= Ahmed Saleh (table tennis) =

Egyptian table tennis player (born 1979)

Ahmed Saleh (born 14 November 1979) is an Egyptian table tennis player. He competed at the 2008 and 2012 Summer Olympics. At the 2008 Games he took part in the men's individual event, losing in the second round to Damien Éloi of France. At the 2012 Summer Olympics he competed in the men's team event.

2019 African Games

Ahmed Saleh competed in the 2019 African Games in Men's Singles, Men's Doubles, & Mixed Doubles.

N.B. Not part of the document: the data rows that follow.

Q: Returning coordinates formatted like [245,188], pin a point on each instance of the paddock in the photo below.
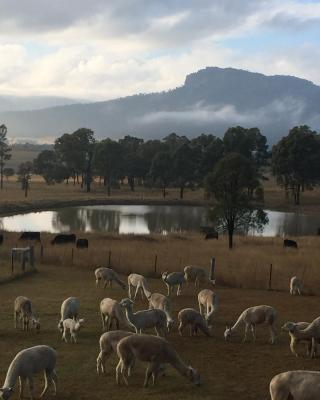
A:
[229,370]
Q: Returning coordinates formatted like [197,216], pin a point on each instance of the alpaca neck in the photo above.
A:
[12,375]
[237,323]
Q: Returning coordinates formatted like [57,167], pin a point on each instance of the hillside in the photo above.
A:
[210,101]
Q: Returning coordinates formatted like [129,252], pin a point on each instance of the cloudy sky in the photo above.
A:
[102,49]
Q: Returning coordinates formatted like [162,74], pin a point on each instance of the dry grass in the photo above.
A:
[229,370]
[246,266]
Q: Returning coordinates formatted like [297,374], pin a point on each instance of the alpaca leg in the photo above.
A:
[30,384]
[22,383]
[245,333]
[273,334]
[135,295]
[45,383]
[149,372]
[253,330]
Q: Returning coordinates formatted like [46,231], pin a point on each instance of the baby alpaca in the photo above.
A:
[296,385]
[295,286]
[27,363]
[73,327]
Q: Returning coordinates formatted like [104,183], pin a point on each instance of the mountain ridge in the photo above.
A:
[210,100]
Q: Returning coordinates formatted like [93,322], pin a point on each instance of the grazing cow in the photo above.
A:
[30,236]
[64,239]
[82,243]
[290,243]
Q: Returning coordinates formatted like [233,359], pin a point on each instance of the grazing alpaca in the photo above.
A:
[111,311]
[290,327]
[296,385]
[140,283]
[311,332]
[73,327]
[108,344]
[27,363]
[208,304]
[24,313]
[191,317]
[295,285]
[162,302]
[69,309]
[173,279]
[250,318]
[154,350]
[108,275]
[146,319]
[197,275]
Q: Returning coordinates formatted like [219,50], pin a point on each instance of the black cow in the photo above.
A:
[82,243]
[64,239]
[30,236]
[290,243]
[212,235]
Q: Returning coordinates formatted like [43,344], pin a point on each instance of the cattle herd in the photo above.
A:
[124,330]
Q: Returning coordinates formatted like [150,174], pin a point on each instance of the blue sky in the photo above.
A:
[98,49]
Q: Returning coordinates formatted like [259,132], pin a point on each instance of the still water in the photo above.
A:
[144,219]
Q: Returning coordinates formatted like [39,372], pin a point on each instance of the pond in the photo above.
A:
[145,219]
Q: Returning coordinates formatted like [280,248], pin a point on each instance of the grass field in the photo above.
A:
[229,370]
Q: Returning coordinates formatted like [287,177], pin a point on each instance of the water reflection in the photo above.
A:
[145,220]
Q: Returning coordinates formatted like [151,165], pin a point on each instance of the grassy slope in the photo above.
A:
[229,370]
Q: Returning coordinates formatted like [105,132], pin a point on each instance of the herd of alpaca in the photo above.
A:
[129,342]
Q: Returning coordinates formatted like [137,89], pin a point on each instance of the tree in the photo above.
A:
[50,167]
[24,175]
[296,161]
[5,151]
[230,182]
[184,165]
[161,169]
[132,162]
[7,172]
[108,161]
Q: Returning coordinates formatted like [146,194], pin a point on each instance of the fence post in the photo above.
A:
[109,259]
[41,253]
[270,277]
[155,263]
[212,267]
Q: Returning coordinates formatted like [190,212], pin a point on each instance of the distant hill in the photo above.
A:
[210,101]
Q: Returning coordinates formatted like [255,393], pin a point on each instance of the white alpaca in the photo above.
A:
[108,275]
[69,309]
[198,275]
[154,350]
[73,327]
[111,311]
[145,319]
[311,332]
[22,311]
[108,345]
[162,302]
[296,385]
[295,286]
[173,279]
[291,327]
[196,322]
[27,363]
[208,304]
[138,282]
[251,317]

In Men's Singles, Saleh defeated Kurt Lingeveldt (4-1) in the Round of 16 to advance to the Quarterfinals. He was then eliminated by eventual winner Olajide Omotayo in a close match, losing 6–11 in the seventh set.

In Men's Doubles, the Egyptian Team of Ahmed Saleh & El-Beialy finished 2nd.

In Mixed Doubles, Saleh again teamed with a fellow Egyptian in Farah Abel-Aziz. They captured the silver medals.

WTT Macao 2020

On 29 November 2020, Saleh competed in an invite only commercial Table Tennis Tournament in Macau, China known as WTT Macao. He entered the tournament unseeded and as a result had to play a qualifier on Day One against Wong Chun Ting. Wong defeated Saleh in a very exciting match (2-3). For his participation in the tournament, Saleh was awarded US$15,000.